CVE-2026-35165
Insecure Direct Object Reference in LORIS Document Repository
Publication date: 2026-04-08
Last updated on: 2026-04-21
Assigner: GitHub, Inc.
Description
Description
CVSS Scores
EPSS Scores
| Probability: | |
| Percentile: |
Meta Information
Affected Vendors & Products
| Vendor | Product | Version / Range |
|---|---|---|
| mcgill | loris | 28.0.0 |
| mcgill | loris | From 21.0.0 (inc) to 27.0.2 (inc) |
Helpful Resources
Exploitability
| CWE ID | Description |
|---|---|
| CWE-639 | The system's authorization functionality does not prevent one user from gaining access to another user's data or record by modifying the key value identifying the data. |
Attack-Flow Graph
AI Powered Q&A
Can you explain this vulnerability to me?
CVE-2026-35165 is an authorization bypass vulnerability in the document_repository package of the LORIS web application versions 21.0.0 through 28.0.0.
While the frontend restricts file access, the backend endpoint does not properly verify user permissions before allowing file downloads.
This flaw allows a user to potentially download files they are not authorized to access if they know or can guess (brute force) the filename.
The vulnerability was fixed by adding backend checks that verify if the user has permission to access the requested file's associated site, returning a 'Forbidden' response if not.
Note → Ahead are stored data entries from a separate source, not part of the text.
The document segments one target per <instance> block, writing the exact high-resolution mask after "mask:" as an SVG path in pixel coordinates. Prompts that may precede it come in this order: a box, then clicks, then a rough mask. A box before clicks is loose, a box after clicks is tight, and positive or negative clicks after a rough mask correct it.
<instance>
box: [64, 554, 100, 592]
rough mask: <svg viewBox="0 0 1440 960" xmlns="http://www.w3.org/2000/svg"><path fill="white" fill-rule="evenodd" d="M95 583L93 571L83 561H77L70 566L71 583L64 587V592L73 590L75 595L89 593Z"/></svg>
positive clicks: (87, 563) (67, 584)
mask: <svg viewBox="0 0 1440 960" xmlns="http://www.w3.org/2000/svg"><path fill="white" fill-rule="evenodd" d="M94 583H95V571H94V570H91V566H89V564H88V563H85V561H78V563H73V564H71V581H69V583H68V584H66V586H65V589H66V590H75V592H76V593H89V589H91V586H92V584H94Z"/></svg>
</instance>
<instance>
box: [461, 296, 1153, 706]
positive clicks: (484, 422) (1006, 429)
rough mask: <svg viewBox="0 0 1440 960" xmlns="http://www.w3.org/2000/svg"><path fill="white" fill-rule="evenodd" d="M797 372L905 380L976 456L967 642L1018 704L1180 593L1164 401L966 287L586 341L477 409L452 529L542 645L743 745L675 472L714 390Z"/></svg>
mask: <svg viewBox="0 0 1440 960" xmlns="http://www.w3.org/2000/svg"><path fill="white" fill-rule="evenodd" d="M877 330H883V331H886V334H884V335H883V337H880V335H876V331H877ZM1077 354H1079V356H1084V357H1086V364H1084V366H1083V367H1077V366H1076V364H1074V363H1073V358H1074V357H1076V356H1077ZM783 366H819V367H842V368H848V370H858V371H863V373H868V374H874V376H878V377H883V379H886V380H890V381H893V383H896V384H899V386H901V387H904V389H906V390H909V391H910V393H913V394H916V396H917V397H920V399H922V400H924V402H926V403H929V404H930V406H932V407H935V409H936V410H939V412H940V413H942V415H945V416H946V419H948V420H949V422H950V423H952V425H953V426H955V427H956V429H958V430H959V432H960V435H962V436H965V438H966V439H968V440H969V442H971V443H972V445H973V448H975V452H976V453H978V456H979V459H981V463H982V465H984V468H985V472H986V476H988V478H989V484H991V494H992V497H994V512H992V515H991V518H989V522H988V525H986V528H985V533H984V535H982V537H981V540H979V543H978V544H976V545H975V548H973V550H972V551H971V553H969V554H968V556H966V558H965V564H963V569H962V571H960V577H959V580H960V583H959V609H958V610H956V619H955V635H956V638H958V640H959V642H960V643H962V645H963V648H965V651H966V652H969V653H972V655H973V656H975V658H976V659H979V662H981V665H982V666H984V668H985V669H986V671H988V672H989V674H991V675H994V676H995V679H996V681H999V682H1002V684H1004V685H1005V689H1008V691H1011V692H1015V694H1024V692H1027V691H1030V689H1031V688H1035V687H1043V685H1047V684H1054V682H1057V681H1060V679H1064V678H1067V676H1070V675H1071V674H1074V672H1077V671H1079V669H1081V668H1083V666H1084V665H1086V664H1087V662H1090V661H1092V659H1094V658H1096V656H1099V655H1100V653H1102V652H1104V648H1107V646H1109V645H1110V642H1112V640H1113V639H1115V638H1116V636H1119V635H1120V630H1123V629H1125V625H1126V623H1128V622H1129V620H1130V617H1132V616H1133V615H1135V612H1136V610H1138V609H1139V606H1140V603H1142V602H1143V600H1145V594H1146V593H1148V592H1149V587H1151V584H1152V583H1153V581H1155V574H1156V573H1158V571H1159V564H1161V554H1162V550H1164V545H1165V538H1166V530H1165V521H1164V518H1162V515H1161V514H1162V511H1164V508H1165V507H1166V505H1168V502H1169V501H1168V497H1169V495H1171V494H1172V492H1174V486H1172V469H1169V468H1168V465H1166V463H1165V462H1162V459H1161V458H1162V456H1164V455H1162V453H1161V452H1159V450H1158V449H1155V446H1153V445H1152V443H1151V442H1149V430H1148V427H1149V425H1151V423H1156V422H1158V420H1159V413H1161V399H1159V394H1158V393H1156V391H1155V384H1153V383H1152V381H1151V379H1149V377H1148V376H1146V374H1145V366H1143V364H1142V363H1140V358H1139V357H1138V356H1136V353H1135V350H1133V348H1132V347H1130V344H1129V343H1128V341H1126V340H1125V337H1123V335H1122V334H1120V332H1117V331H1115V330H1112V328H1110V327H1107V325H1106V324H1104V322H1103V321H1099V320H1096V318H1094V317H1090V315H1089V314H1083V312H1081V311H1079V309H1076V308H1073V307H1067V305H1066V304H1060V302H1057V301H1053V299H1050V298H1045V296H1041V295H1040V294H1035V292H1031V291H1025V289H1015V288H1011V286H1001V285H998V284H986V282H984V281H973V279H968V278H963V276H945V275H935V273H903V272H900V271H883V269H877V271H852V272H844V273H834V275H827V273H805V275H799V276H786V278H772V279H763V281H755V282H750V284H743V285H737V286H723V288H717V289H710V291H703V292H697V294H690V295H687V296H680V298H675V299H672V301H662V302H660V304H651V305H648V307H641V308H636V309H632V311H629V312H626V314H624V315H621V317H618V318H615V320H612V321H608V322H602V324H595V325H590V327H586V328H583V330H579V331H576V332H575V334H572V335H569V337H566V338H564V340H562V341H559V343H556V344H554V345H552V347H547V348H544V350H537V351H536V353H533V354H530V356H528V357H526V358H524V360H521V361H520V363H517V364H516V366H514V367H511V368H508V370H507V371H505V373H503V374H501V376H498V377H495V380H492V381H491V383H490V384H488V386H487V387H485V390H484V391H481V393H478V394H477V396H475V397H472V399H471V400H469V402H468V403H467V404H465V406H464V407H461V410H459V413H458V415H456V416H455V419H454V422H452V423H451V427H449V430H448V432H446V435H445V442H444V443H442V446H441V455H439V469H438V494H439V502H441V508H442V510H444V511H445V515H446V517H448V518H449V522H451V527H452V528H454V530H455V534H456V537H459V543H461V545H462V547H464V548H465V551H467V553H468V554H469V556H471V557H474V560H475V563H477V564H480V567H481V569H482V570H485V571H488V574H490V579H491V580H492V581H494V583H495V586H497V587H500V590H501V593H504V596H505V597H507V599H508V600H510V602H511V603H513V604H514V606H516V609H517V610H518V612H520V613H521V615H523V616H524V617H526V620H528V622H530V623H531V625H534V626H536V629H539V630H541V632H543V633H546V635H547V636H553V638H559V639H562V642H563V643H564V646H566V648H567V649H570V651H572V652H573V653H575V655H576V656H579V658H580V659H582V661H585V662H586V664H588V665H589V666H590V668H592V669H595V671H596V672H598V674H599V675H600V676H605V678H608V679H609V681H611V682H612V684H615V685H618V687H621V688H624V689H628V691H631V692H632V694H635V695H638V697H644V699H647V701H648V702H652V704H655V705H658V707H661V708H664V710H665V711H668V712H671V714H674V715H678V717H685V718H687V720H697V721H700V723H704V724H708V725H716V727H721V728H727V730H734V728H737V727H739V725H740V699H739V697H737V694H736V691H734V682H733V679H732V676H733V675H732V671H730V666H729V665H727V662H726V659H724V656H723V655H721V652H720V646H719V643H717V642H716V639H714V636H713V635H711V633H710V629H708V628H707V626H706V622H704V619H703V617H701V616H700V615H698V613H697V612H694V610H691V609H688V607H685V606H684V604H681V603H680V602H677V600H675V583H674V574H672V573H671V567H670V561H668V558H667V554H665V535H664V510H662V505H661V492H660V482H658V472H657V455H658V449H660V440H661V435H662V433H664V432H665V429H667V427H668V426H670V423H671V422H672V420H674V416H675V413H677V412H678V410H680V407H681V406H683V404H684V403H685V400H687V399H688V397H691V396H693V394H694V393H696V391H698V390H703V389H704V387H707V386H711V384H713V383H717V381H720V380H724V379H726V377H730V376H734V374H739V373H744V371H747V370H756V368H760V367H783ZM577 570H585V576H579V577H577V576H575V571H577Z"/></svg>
How can this vulnerability impact me? :
This vulnerability can lead to unauthorized disclosure of sensitive files by allowing users to download files they should not have access to.
Since the attack requires only low privileges and no user interaction, an attacker with network access could exploit this to access confidential data.
The impact affects confidentiality, integrity, and availability at a low level, but unauthorized data access could still have serious consequences depending on the data involved.
How can this vulnerability be detected on my network or system? Can you suggest some commands?
This vulnerability involves unauthorized file downloads by exploiting insufficient backend authorization checks in the document_repository module of LORIS. Detection can focus on monitoring access attempts to the backend file download endpoint, especially requests that include filenames that users should not have access to.
To detect potential exploitation, you can analyze web server logs for unusual or repeated GET requests to the document_repository backend endpoint with filenames that do not correspond to the requesting user's permissions.
Suggested commands include using tools like grep or curl to identify suspicious access patterns:
- Use grep to find GET requests to the document_repository endpoint in your web server logs: grep 'GET /document_repository/' /var/log/apache2/access.log
- Use curl to manually test access to specific files by attempting to download files with known or guessed filenames: curl -i -X GET 'https://your-loris-instance/document_repository/filename'
If unauthorized file downloads are possible, the server will respond with the file content instead of a forbidden message.
What immediate steps should I take to mitigate this vulnerability?
The primary mitigation is to upgrade LORIS to version 27.0.3 or 28.0.1, where the backend authorization checks have been properly implemented to prevent unauthorized file downloads.
If immediate upgrading is not possible, a workaround is to disable the document_repository module in LORIS projects that no longer require it, effectively removing access to the vulnerable backend endpoint.
Additionally, monitor and restrict access to the document_repository backend endpoint to trusted users only, and consider implementing network-level controls to limit exposure.
How does this vulnerability affect compliance with common standards and regulations (like GDPR, HIPAA)?:
This vulnerability allows unauthorized users to download files they should not have access to by bypassing backend authorization checks. Such unauthorized access to sensitive data can lead to violations of data protection regulations like GDPR and HIPAA, which require strict controls on access to personal and health-related information.
Because the vulnerability impacts confidentiality by enabling unauthorized data disclosure, it poses a risk to compliance with standards that mandate protecting sensitive information from unauthorized access.